赵兰香停住了嘴里吆喝贺松柏过来吃饭的话,背部略过了一阵凉意,她抬起头四处张望了一圈,发现贺松柏并没有在附近,脸上才浮起了愠色。

蒋丽太口无遮拦了,这样容易引起误会的的话被贺松柏听见了,估计她就要变成他心里的坏女人了。

柏哥儿是藏在龟壳里的缩头乌龟,敏感又自卑,好不容易大胆地探出头来接受她、喜欢她,愿意为她努力奋斗。如果过早地被他撞破了蒋建军的事,赵兰香就是有十张嘴都说不清了。

眼下的一切都在朝着正确的方向渐渐变好,赵兰香是一点都不想让蒋建军掺和进来破坏它。

任何可能出现的危险,她都想掐灭在摇篮里。

她思索了许久,口吻严肃地道:“我跟你哥不是那回事。”

“如果你再这样说话,以后也不用再来我这吃东西了。”

赵兰香很少会有说重话的时候,连最不耐烦的时候脸上也是舒缓甚至微笑的,但这回冷淡的语气,令蒋丽陡然地呆滞住了。

她被赵兰香噎住了,说:“你……当我爱管你们的事?”

赵兰香一字一句地道:“你最好是这样。”

她很快下了逐客令:“吃完就赶紧回去,贺家人不太习惯跟生人同桌吃饭。”

她顿了顿继续道:“以后如果有好吃的,我会留点给你的,你不用特意上门讨吃的。”

“这会令我很为难,也不好看,知道了吗?”

赵兰香皱着眉头,“循循善诱”道。

她无法保证蒋丽这种咋咋呼呼的粗性子能记住她的话,最好的办法就是减少她和贺松柏接触的机会。

赵兰香说完都替自己抹一把汗了,她分明没有做什么对不起男人的事,此刻却有了一种心虚的感觉。

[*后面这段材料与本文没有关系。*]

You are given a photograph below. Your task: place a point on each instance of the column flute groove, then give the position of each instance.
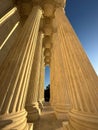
(17, 67)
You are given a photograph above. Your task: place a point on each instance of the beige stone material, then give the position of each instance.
(32, 105)
(41, 82)
(17, 66)
(81, 76)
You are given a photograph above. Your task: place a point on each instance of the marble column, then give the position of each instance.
(41, 82)
(15, 74)
(62, 99)
(32, 105)
(83, 81)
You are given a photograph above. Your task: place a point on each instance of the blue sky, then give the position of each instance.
(83, 16)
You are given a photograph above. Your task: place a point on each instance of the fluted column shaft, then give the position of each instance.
(15, 73)
(62, 102)
(41, 82)
(32, 96)
(81, 76)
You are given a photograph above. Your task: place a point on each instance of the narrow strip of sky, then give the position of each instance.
(83, 15)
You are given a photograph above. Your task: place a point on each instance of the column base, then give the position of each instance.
(14, 121)
(40, 105)
(33, 112)
(61, 112)
(83, 120)
(67, 126)
(30, 126)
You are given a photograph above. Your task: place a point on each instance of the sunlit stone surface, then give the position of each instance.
(35, 34)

蒋丽听了上半句,面子有些挂不住,但听到下半句“留点给你”,心里却是很高兴,眼睛眯成一条线像捡了便宜似的。赵兰香难得有这么体贴的时候。

她厚着脸皮趁着人饭点过来,偶尔还会扑空,这种滋味也是很难受的。

蒋丽美滋滋地说:“好啊,我不来了,我等你来。”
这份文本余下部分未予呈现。